Jim Collins, an American business consultant and author of management writing, whose book Good to Great: Why Some Companies Breakthrough and Others Don't have been translated into 35 languages, talked about how to use the information you have.
Modern man lives in the information age, in which the one who has more and better information has an advantage. However, if you look at the chronicle of ups and downs, you will not find companies affected by the lack of information. The key, therefore, is not the availability of information, but the ability to transform the available information into facts that cannot be neglected.
One of the most effective ways to achieve this is the red flag method. Let me give you a personal example to illustrate. When I taught the Case Method course at Stanford Business School, I gave MBA students bright red 24x45 cm sheets of paper and the following instructions: “This is your red flag for the quarter. If you raise it, I will stop the lecture and give you the floor. There are no restrictions on when or how to raise the red flag, it is entirely your decision. You can use this to share an observation, disagree with the teacher, ask the head of the company who was invited to give a lecture, respond to a fellow student, make an offer, and so on. But the "flag" can only be used once a quarter. You cannot pass the 'red flag' to another student."
With these flags, I never knew what would happen in the classroom the next day. One student once raised a red flag to say, “Professor Collins, I don't think you read very well today. You are leading the discussion by asking too many questions and that stifles our creativity. Let us think for ourselves. The “red flag” presented me with an unpleasant fact - my way of asking questions prevents students from thinking. A student survey at the end of the semester confirmed this. The “red flag” at that moment, in full view of the entire group, turned the key to success - not in the availability of information (many have it), but in the ability to turn it into facts that cannot be neglected, criticism of my lectures, into information that was ignored. just impossible.

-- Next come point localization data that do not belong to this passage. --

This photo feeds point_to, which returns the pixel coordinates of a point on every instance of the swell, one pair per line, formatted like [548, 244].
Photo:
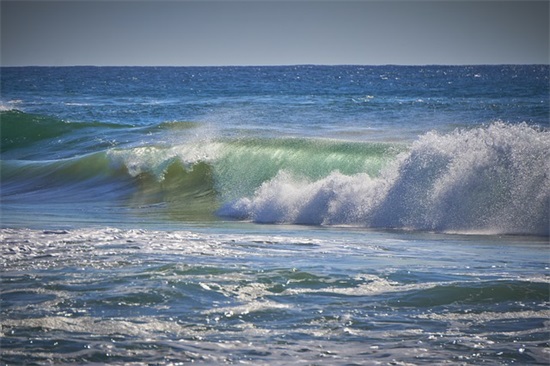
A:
[20, 130]
[491, 179]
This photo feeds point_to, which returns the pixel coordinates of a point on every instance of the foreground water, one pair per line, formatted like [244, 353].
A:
[275, 215]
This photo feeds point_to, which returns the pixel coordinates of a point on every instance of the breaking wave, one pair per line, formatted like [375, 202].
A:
[492, 179]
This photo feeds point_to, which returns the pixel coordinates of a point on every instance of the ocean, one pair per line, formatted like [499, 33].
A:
[316, 215]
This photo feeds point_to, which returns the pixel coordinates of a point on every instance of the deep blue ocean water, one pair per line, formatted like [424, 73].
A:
[275, 215]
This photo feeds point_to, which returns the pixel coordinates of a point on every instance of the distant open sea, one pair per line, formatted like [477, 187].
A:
[314, 215]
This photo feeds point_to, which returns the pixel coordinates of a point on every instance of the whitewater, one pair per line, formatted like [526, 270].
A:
[273, 215]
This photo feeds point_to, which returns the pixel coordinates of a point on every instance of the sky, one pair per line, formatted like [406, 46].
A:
[205, 33]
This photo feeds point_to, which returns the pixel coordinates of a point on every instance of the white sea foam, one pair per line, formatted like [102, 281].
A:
[491, 179]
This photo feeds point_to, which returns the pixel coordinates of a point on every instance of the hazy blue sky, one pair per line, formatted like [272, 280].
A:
[273, 33]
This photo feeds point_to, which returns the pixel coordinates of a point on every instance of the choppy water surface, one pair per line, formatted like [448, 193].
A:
[332, 215]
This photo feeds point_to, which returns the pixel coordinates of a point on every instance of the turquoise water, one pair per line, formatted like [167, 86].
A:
[275, 215]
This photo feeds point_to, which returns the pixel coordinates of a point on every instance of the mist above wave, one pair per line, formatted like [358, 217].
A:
[491, 179]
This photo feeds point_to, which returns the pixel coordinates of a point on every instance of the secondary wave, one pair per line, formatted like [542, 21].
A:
[492, 179]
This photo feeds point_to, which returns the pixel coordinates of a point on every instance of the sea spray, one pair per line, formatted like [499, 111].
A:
[487, 179]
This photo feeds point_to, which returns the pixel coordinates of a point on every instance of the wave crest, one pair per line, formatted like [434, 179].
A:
[492, 179]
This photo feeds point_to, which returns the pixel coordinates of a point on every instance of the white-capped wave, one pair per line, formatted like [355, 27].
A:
[492, 179]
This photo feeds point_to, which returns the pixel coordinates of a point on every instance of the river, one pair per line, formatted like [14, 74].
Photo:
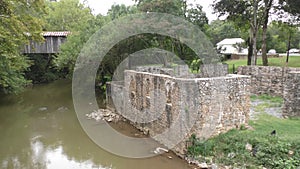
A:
[39, 129]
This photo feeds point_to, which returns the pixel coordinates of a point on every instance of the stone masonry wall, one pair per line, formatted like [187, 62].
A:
[155, 103]
[267, 79]
[291, 95]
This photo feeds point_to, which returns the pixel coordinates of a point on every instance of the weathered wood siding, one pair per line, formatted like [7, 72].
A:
[51, 45]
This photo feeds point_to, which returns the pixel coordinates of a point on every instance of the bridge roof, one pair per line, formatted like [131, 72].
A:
[64, 33]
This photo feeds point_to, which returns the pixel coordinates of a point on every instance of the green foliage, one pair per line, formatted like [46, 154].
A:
[282, 151]
[67, 15]
[117, 11]
[20, 23]
[42, 69]
[175, 7]
[197, 16]
[221, 29]
[294, 62]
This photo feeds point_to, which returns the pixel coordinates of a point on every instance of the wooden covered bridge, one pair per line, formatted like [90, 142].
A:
[51, 45]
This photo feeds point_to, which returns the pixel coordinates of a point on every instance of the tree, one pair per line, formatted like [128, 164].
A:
[245, 15]
[268, 4]
[221, 29]
[175, 7]
[67, 15]
[117, 11]
[197, 16]
[70, 50]
[19, 24]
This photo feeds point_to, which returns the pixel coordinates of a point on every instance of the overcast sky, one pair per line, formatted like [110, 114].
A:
[102, 6]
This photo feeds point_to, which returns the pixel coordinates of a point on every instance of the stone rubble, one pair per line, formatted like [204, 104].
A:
[104, 114]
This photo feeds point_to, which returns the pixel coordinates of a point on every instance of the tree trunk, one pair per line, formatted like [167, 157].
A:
[288, 52]
[264, 46]
[254, 32]
[268, 4]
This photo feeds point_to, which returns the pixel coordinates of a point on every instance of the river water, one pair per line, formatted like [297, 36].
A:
[39, 129]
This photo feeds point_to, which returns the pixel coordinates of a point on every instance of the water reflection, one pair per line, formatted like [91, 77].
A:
[39, 130]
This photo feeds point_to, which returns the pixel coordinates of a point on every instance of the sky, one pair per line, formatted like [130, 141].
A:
[102, 6]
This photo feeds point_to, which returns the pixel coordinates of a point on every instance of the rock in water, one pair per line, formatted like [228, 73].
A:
[43, 109]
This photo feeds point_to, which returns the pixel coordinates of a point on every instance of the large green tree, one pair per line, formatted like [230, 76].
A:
[19, 23]
[221, 29]
[67, 15]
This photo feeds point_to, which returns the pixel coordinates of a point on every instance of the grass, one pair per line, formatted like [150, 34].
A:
[294, 61]
[279, 151]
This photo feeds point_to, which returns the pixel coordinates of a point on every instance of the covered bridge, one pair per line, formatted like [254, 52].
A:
[51, 45]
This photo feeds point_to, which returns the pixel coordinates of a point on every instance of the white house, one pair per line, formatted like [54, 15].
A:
[231, 46]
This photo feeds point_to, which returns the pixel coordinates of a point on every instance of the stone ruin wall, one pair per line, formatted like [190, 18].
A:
[217, 104]
[276, 81]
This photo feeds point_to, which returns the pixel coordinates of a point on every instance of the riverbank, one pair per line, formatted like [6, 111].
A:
[244, 147]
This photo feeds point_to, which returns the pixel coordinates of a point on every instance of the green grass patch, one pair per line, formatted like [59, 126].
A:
[279, 151]
[294, 61]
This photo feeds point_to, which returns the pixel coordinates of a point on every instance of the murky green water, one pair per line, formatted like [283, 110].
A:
[39, 129]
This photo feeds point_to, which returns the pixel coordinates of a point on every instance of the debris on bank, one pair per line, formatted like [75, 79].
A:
[104, 114]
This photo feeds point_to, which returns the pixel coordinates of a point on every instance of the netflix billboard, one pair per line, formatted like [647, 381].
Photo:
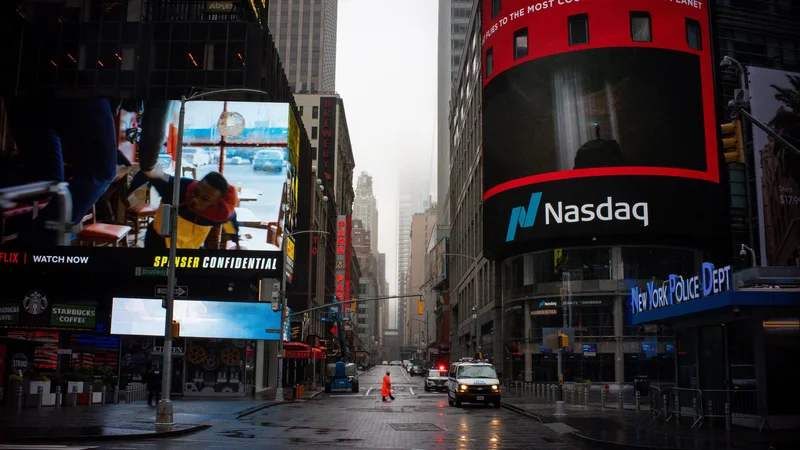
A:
[603, 129]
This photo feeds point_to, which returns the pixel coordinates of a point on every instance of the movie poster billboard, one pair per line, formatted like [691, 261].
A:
[237, 178]
[775, 101]
[598, 123]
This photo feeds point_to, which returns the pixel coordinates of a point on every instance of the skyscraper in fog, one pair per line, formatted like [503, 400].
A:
[305, 36]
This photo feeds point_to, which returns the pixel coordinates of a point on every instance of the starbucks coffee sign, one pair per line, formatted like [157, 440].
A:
[72, 316]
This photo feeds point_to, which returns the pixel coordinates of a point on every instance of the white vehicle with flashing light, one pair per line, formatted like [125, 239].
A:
[473, 382]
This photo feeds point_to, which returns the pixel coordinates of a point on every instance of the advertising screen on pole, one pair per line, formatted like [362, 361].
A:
[237, 175]
[598, 121]
[775, 100]
[198, 318]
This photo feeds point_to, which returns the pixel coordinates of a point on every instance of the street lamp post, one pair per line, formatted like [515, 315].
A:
[164, 413]
[287, 235]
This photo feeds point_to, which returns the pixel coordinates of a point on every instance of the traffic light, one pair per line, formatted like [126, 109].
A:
[563, 341]
[733, 141]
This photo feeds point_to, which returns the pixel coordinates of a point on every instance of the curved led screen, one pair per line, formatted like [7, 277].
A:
[598, 123]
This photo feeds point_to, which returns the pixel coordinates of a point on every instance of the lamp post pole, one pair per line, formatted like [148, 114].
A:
[164, 412]
[286, 235]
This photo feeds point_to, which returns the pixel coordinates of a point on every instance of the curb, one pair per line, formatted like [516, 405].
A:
[578, 437]
[256, 409]
[520, 411]
[116, 437]
[597, 443]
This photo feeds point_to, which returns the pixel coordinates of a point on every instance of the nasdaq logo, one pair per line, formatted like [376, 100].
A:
[558, 213]
[523, 218]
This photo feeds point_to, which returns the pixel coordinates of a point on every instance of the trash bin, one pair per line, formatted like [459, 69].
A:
[641, 385]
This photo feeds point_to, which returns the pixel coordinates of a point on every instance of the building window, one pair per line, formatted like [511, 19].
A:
[578, 29]
[489, 62]
[521, 43]
[693, 36]
[640, 27]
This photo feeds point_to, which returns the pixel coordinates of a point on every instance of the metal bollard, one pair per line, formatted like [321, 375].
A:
[18, 399]
[727, 416]
[710, 414]
[676, 407]
[39, 397]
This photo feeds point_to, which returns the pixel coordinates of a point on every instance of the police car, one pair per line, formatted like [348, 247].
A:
[473, 381]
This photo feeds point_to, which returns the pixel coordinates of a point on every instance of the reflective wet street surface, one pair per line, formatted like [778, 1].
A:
[414, 420]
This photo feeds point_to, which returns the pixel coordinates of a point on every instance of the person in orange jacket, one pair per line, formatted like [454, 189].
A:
[386, 389]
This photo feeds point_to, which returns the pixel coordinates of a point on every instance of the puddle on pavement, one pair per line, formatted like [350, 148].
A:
[237, 434]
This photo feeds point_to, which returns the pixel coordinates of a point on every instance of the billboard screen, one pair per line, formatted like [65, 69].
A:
[198, 318]
[773, 100]
[603, 127]
[237, 184]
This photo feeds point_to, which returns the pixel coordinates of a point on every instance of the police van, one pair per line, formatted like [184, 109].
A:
[473, 381]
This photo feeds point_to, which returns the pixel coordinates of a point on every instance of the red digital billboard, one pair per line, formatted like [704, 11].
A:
[599, 116]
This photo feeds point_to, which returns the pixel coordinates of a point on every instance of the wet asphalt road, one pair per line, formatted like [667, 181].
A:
[344, 420]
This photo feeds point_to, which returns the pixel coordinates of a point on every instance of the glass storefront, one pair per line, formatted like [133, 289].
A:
[596, 299]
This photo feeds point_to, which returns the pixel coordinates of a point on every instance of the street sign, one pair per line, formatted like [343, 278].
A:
[180, 291]
[150, 272]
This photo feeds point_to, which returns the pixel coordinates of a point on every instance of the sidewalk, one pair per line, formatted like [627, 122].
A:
[128, 421]
[631, 429]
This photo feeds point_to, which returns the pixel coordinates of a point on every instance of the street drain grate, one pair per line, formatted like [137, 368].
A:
[415, 427]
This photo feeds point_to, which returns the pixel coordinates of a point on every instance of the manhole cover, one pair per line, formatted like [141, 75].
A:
[415, 427]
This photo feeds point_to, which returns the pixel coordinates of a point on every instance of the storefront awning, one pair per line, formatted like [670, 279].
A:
[305, 354]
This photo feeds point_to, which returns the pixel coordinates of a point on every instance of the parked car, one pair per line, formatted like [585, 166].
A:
[436, 380]
[195, 156]
[271, 160]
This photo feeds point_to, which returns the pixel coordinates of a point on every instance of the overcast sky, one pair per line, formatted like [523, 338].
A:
[386, 75]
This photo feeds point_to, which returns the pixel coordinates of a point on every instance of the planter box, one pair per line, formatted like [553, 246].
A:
[79, 384]
[33, 387]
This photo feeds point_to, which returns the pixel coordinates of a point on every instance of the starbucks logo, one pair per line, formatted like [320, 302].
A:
[19, 364]
[35, 303]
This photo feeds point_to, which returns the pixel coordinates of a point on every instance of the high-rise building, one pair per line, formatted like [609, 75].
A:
[423, 226]
[365, 208]
[453, 20]
[305, 35]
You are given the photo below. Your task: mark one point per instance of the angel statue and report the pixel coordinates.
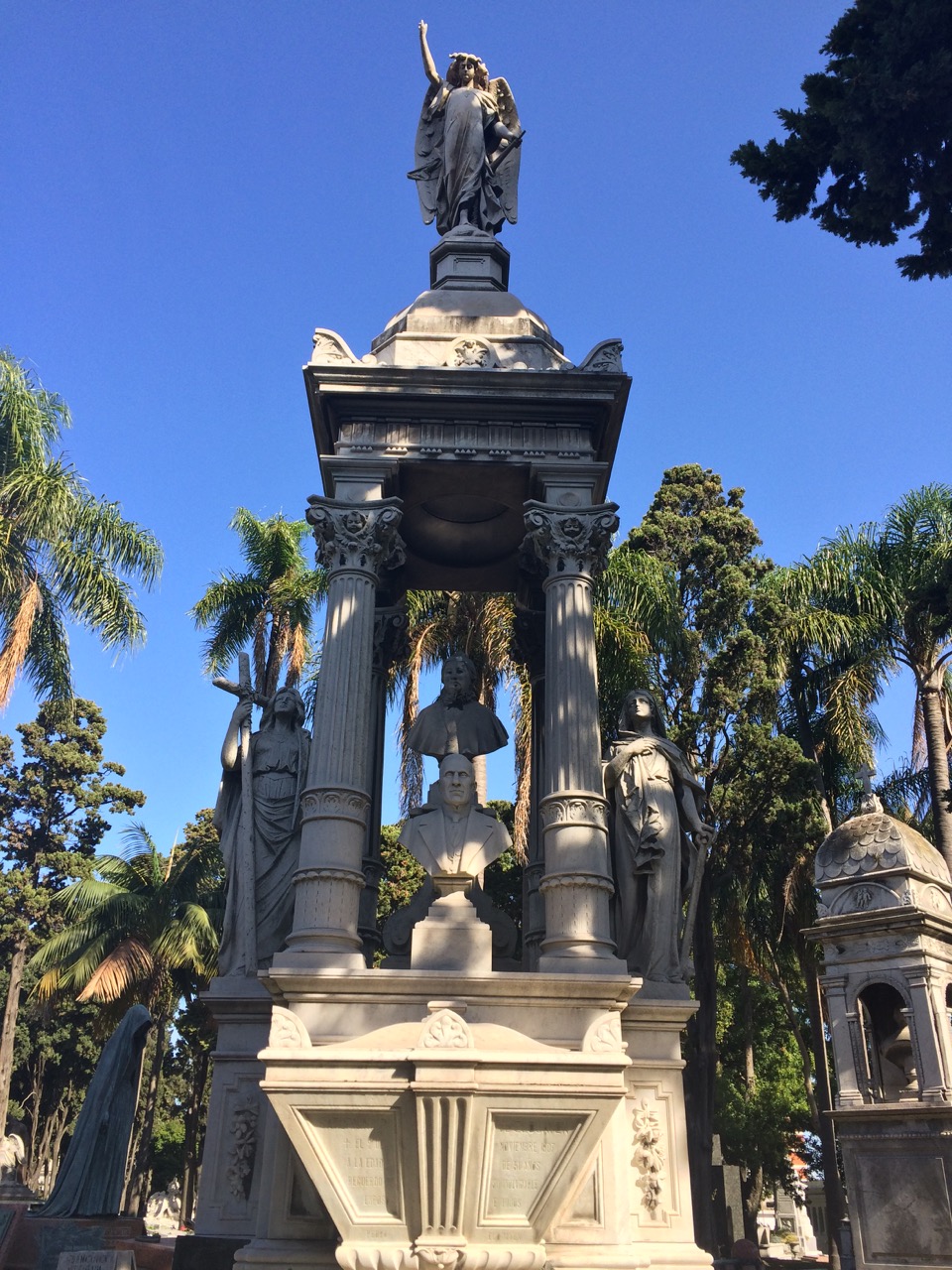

I borrowed the idea of red flags from Bruce Wolpert, who invented a powerful technique called underpayment at his company Graniterock. “Underpayment” gives the client the right to decide how much to pay and whether to pay at all: based on satisfaction with the product or service. “Underpayment” is not a product return system. The customer does not need to return the item, nor does he need to ask Graniterock for permission. He simply counts the item that doesn’t satisfy him, subtracts its value from the total, and writes a check for the remaining amount.
When I asked Wolpert why he came up with “underpayment,” he said, “You can learn a lot by interviewing consumers, but information can be interpreted in different ways. With underpayment, you cannot ignore the facts. You often don’t know that a customer is unhappy until you lose them. "Underpayment" is an early warning system that forces action to be taken long before the threat of losing a customer arises."
The red flag technique can be a useful tool for turning mere information into information that cannot be ignored. This will create a climate in which the truth is heard.